Back to chapter

3.5:

Uitdrogingssynthese

JoVE Core
Biology
A subscription to JoVE is required to view this content.  Sign in or start your free trial.
JoVE Core Biology
Dehydration Synthesis

Languages

Share

– [Instructeur] Uitdrogingssynthese is een proces waarbij specifieke monomeren, kleine subeenheden van identieke of vrij gelijkaardige moleculen, kunnen worden samengevoegd tot langere ketens, polymeren genaamd, Zo worden individuele monosachariden, zoals glucose, covalent aan elkaar gebonden door de verwijdering van twee hydrogenen en één zuurstof, waardoor water als bijproduct ontstaat. De reactanten zullen water blijven verliezen, vandaar de uitdroging, omdat ze worden gesynthetiseerd tot een polymeer, een koolhydraat als amylose. Dit proces creëert dus een gevarieerde reeks mogelijkheden die voorbij het omzetten van suiker in complex zetmeel gaan.

3.5:

Uitdrogingssynthese

Overzicht

Uitdroging is het chemische proces waarbij twee moleculen covalent met elkaar verbonden worden waarbij een watermolecuul vrijkomt. Veel belangrijke fysiologisch verbindingen worden gevormd door dehydratatie, zoals complexe koolhydraten, eiwitten, DNA en RNA.
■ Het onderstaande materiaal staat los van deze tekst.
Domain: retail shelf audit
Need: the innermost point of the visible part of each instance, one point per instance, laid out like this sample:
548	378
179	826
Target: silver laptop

Dehydratie vormen de bouwstenen van het leven

Suikermoleculen kunnen covalent met elkaar worden verbonden door dehydratatie, ook wel een condensatiereactie genoemd. De resulterende stabiele binding wordt een glycosidebinding genoemd. Om een glycosidebinding te vormen, wordt water gevormd uit een hydroxylgroep (-OH) van de ene reactant en een waterstofatoom van de ander reactant, terwijl de resterende zuurstof de twee verbindingen met elkaar verbindt. Voor elke extra binding die wordt gevormd, komt een ander watermolecuul vrij, waardoor de reactanten letterlijk worden gedehydrateerd. Individuele glucosemoleculen (monomeren ) kunnen bijvoorbeeld herhaalde dehydratie ondergaan om een lange keten of vertakte verbinding te creëren. Zo'n verbinding, met identieke subeenheden die herhaald worden, wordt een polymeer genoemd. Bijna een onbeperkt aantal suikerpolymeren kan worden gemaakt, omdat suikermonomeren in talloze manieren verbonden kunnen worden.

De meerdere functies van koolhydraten in levende organismen

Planten produceren eenvoudige koolhydraten uit koolstofdioxide en water in een proces dat fotosynthese wordt genoemd. Planten slaan de resulterende suikers (dwz energie) op als zetmeel, een polysaccharide dat wordt gemaakt uit glucosemoleculen door dehydratatie. Cellulose is eveneens opgebouwd uit glucosemonomeren en is de bouwsteen van de celwand in planten.

Dieren consumeren complexe koolhydraten en breken deze af. De monosacchariden worden vervolgens gebruikt voor het genereren van energie of het wordt opgeslagen in de vorm van glycogeen . Glycogeen is een vertakt polysaccharide gemaakt van glucosemonomeren door dehydratatie. Bovendien worden monosacchariden gebruikt als grondstof voor kleine organische stoffen, zoals nucleïnezuren, aminozuren en vetzuren.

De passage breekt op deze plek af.